Description of problem: On a replica 3 volume if replace brick is run on all three bricks (before self-heal is completed) we might end up in a data loss. This is currently documented in admin guide as a precaution that admin should take. However, it would be good if Gluster stopped admin from doing such a mistake, :
Pranith, is this something we want to fix in gluster rather than Heketi? To prevent subsequent replace-bricks while one is already in progress, I think glusterd must be made aware of what an admin would normally run heal-info and verify, i.e. ensure that pending heal count is zero. If that is the way to go, then Ashiq's patch https://review.gluster.org/#/c/12154/ to get healinfo summary would be helpful. glusterd then would need to run it, parse the xml for no. of entries and then allow/deny every replace brick operation.
(In reply to Ravishankar N from comment #2) > Pranith, is this something we want to fix in gluster rather than Heketi? To > prevent subsequent replace-bricks while one is already in progress, I think > glusterd must be made aware of what an admin would normally run heal-info > and verify, i.e. ensure that pending heal count is zero. If that is the way > to go, then Ashiq's patch https://review.gluster.org/#/c/12154/ to get > healinfo summary would be helpful. glusterd then would need to run it, parse > the xml for no. of entries and then allow/deny every replace brick operation. That will lead to handling this part in all the management daemons. One of the recurring theme I have been hearing all this week is that the CLIs shouldn't do anything dangerous. So it would be better to increase intelligence of replace-brick CLI IMO.

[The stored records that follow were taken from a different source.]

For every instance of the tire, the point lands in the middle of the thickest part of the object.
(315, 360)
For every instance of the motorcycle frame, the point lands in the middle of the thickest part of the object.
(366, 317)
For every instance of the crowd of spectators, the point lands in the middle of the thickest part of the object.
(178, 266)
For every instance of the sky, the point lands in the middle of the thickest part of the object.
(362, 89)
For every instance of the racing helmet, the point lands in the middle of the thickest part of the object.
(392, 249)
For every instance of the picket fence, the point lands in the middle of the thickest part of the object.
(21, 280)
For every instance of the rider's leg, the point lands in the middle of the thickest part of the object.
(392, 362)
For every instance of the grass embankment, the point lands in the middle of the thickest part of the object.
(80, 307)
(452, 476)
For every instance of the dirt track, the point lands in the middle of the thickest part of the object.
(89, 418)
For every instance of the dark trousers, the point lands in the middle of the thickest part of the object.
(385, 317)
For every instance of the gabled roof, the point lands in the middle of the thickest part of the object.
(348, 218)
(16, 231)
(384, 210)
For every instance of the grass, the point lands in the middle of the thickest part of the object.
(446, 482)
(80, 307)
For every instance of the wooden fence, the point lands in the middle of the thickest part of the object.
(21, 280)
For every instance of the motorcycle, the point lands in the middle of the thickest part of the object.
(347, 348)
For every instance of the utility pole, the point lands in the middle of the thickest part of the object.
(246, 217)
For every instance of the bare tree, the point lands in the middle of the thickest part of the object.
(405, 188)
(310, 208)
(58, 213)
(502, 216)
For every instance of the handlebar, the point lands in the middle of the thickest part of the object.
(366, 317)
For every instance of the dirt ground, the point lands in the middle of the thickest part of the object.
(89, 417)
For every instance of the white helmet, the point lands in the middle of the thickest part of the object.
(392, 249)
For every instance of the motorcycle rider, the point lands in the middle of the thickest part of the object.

(In reply to Pranith Kumar K from comment #3) > That will lead to handling this part in all the management daemons. One of > the recurring theme I have been hearing all this week is that the CLIs > shouldn't do anything dangerous. So it would be better to increase > intelligence of replace-brick CLI IMO. `replace-brick` already works only with commit force, so that itself is a good warning I think. Also, if we disallow replace-brick if pending heals are not zero, a user cannot replace a faulty brick because the faulty brick itself might be the reason why heal-info is non zero in the first place (i.e. it can be the only 'sink' brick).
(In reply to Ravishankar N from comment #4) > (In reply to Pranith Kumar K from comment #3) > > That will lead to handling this part in all the management daemons. One of > > the recurring theme I have been hearing all this week is that the CLIs > > shouldn't do anything dangerous. So it would be better to increase > > intelligence of replace-brick CLI IMO. > > `replace-brick` already works only with commit force, so that itself is a > good warning I think. That is interesting, in that case we need to make the command itself user friendly and without warning. > Also, if we disallow replace-brick if pending heals > are not zero, a user cannot replace a faulty brick because the faulty brick > itself might be the reason why heal-info is non zero in the first place > (i.e. it can be the only 'sink' brick). Yes that is correct, question is how do you propose to increase intelligence of replace-brick CLI so that it is safer to replace-brick?
(In reply to Pranith Kumar K from comment #5) > Yes that is correct, question is how do you propose to increase intelligence > of replace-brick CLI so that it is safer to replace-brick? For each of the entries needing heal, deciding which bricks are the sources/sinks can only be done by examining xattrs of all bricks. Doing this in glusterd and responding back to the CLI within the CLI time out can be an issue like you said. What I can think of is this: If a brick is definitely not a source for any of the files, then its .glusterfs/indices/xattrop will only have the xattrop-base-file and not any more entries (entries undergoing I/O will still be under indices/dirty). So if a replace-brick command is given for a brick, the glusterd on that node can check if link count of indices/xattrop/base-file is 1 and if yes, then permit the operation.
(In reply to Ravishankar N from comment #6) > (In reply to Pranith Kumar K from comment #5) > > Yes that is correct, question is how do you propose to increase intelligence > > of replace-brick CLI so that it is safer to replace-brick? > > For each of the entries needing heal, deciding which bricks are the > sources/sinks can only be done by examining xattrs of all bricks. Doing this > in glusterd and responding back to the CLI within the CLI time out can be an > issue like you said. What I can think of is this: If a brick is definitely > not a source for any of the files, then its .glusterfs/indices/xattrop will > only have the xattrop-base-file and not any more entries (entries undergoing > I/O will still be under indices/dirty). So if a replace-brick command is > given for a brick, the glusterd on that node can check if link count of > indices/xattrop/base-file is 1 and if yes, then permit the operation. That is too much afr specific knowledge for Glusterd to know IMO. Can we do it in a generic fashion?
Closing the BZ as this is not a high priority AFR bug at the moment. The documented procedure of waiting for heals to become zero before doing a 2nd replace brick works as noted in the bug description. Please re-open if you feel it needs to be re-prioritized.